Abstract
The aim of this study was to compare the clinical and radiological outcomes of mandibular angle fractures (MAFs) managed with three-dimensional (3D) miniplates and standard miniplates (according to Champy’s principles). A prospective, randomized, controlled clinical study was carried out on 20 patients with MAFs, divided into two groups. Group A patients were treated with a single 1-mm 3D titanium miniplate; group B patients were treated with a single 2.0-mm standard titanium miniplate. Patients were followed for 6 months for infection, wound dehiscence, segmental mobility, malocclusion, mouth opening, hardware failure, hardware palpability, paraesthesia, and malunion/non-union. A densitometry analysis was performed using DIGORA software on digital panoramic radiographs to evaluate bone healing. Six complications occurred, representing a total rate of 30%. Three complications occurred in group A and three in group B, with identical complication rates of 30%. No major difference in terms of the radiographic assessment was observed between the two systems. The 3D curved strut plate is an effective treatment modality for the management of MAFs, with a complication rate comparable to that found with the standard miniplate. This trial is registered at ClinicalTrials.gov, number NCT01939015 .
Mandibular angle fractures (MAFs) are the most common mandibular fracture, accounting for 30% of all mandibular fractures. MAFs can be defined as a fracture line starting in the area where the anterior border of the mandibular ramus meets the body of the mandible, usually in the region of the third molar. The posterior position and biomechanics of the angle make the treatment of fractures in this region difficult, and not surprisingly MAFs generate more complications than other mandibular fractures. MAFs can also be described as favourable or unfavourable, with a potential effect on the treatment and prognosis. A favourable fracture occurs when the masseter and medial pterygoid muscle action on the proximal and distal segments of the fracture help to reduce it.
The large number of studies on the treatment of MAFs reflects the fact that a consensus has not been reached on a single, ideal treatment method. The scope of these methods is broad, including wire osteosynthesis, a single superior border miniplate (2.0-mm), a single inferior border plate (2.3- or 2.7-mm), two plates (one at the superior border and one at the inferior border), geometric plates, or a lag screw. Despite developments in the treatment of maxillofacial traumas, there is no agreement regarding the best and standard modality in the management of MAFs.
The term ‘three-dimensional miniplate’ is a misnomer, as the plates are not in fact three-dimensional (3D), but hold the fracture fragments rigidly by resisting the forces in three dimensions, namely shearing, bending, and torsional forces.
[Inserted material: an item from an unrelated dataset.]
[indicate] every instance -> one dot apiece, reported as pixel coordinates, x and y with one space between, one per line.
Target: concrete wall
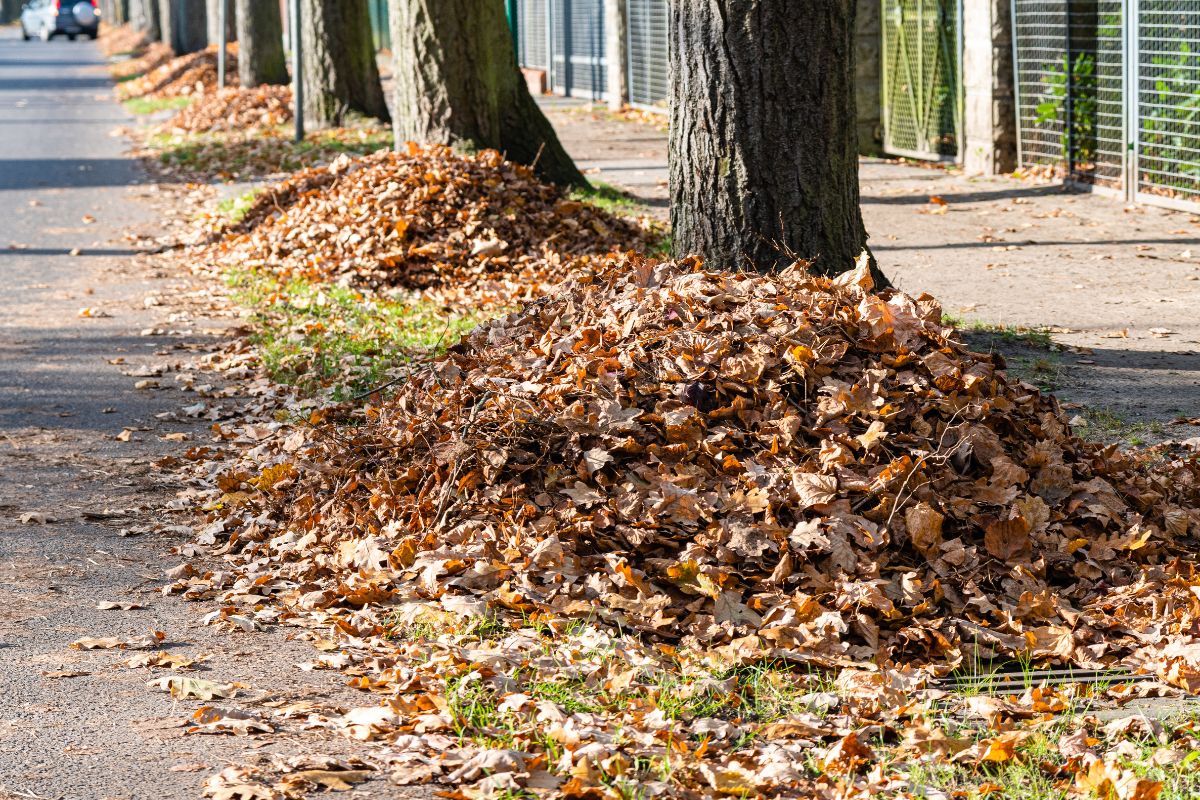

The basic concept of 3D fixation as explained by Farmand is that a geometrically closed quadrangular plate secured with bone screws creates stability in three dimensions. The stability is gained over a defined surface area and is achieved by its configuration and not by thickness or length. The large free areas between the plate arms and minimal dissection permit a good blood supply to the bone.
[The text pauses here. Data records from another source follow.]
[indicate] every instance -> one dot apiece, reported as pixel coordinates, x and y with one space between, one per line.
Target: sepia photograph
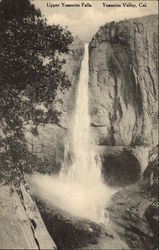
79 150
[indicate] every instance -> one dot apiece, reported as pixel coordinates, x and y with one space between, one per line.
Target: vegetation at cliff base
30 74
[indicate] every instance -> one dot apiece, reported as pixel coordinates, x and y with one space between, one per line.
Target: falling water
84 169
79 189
The 3D plating system for mandibular fracture treatment is relatively new. The use of 3D miniplates in mandibular fractures has not yet become established. In a recently published survey of 104 North American and European AO/ASIF (Arbeitsgemeinshaft für Osteosynthesefragen/Association of the Study of Internal Fixation) surgeons, only 6% stated that they used this type of Plate. Moreover, only a few follow-up series have been presented in the literature, with few studies emphasizing the hardware-related advantages over standard miniplates and reconstruction plates. These advantages include the use of fewer plates and screws as compared to conventional miniplates to stabilize the bone fragments. Thus less foreign material is used and the operation time and overall costs of the treatment are reduced, as described by Zix et al. and Farmand and Dupoirieux. The 1.0-mm thick 3D plate is as stable as the much thicker 2.0-mm miniplate. This offers better bending stability and more resistance to out-of-plane movement or torque. In addition, the simultaneous stabilization of the tension and compression zones makes the 3D plate a time-saving alternative to conventional miniplates. Moreover, this system is simple to apply because of its malleability, compact design, and ease of application, as it requires little or no additional contouring.
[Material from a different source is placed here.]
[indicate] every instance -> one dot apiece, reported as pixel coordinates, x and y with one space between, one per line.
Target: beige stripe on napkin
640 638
The aim of this study was to compare the clinical and radiological outcomes of MAFs managed with standard miniplates used according to Champy’s principles, in which a single plate is fixed onto the superior border of the mandible, and MAFs managed with a 3D miniplate to the lateral aspect of the mandible.
Patients and methods
A prospective, randomized, double-blind, multicenter, controlled clinical trial was conducted from May 2011 to May 2014. A total of 20 patients with isolated mandibular fractures involving the symphysis, parasymphysis, body, or angle were included. The inclusion criterion was a MAF with a maximum 1 cm of displacement. Patients with a preoperative infection, those with comminuted fractures, and those who were medically compromised or not willing to return for follow-up were excluded. The patients were blinded to group allocation and were divided into two equal groups of 10 patients by computer-generated randomization. The allocation sequence was concealed from the researcher enrolling and assessing patients, in sequentially numbered, opaque, sealed and stapled envelopes. One investigator performed the generation of the random sequence and allocation concealment, while the assignment of the patients to the interventions was performed by another investigator.
Group A patients underwent osteosynthesis using 1-mm 3D miniplates (Leibinger GmbH, Germany) ( Fig. 1 ), whereas group B patients underwent osteosynthesis using 2.0-mm conventional miniplates. They were informed of the need for a 6-month follow-up.
The patients were required to provide informed consent or to state refusal to participate in the study. Patient information was documented on a consent form. The study was approved by the institutional ethics and scientific research committees before commencement. This trial is registered at ClinicalTrials.gov, number NCT01939015 .
Surgical technique
All patients underwent general anaesthesia via nasoendotracheal intubation. To obtain pre-injury occlusion, maxillomandibular fixation (MMF) was done by arch bar, screws, or eyelet wiring. The approach to the fracture site was intraoral or transbuccal, depending on the site of the fracture and accessibility. The extraction of teeth in the line of the fracture, including impacted third molars, was performed if indicated. Once proper occlusion was achieved, fractures were fixed with either a 1-mm titanium 3D miniplate or a single 2.0-mm titanium conventional miniplate along Champy’s line of ideal osteosynthesis, using monocortical screws. The 3D plates were placed in such a way that the horizontal bars were perpendicular to the fracture line and the vertical ones parallel to it; the plate was placed in the neutral zone (on the lateral cortex) ( Fig. 2 ). This technique follows the principle of 3D fixation of Farmand and Dupoirieux.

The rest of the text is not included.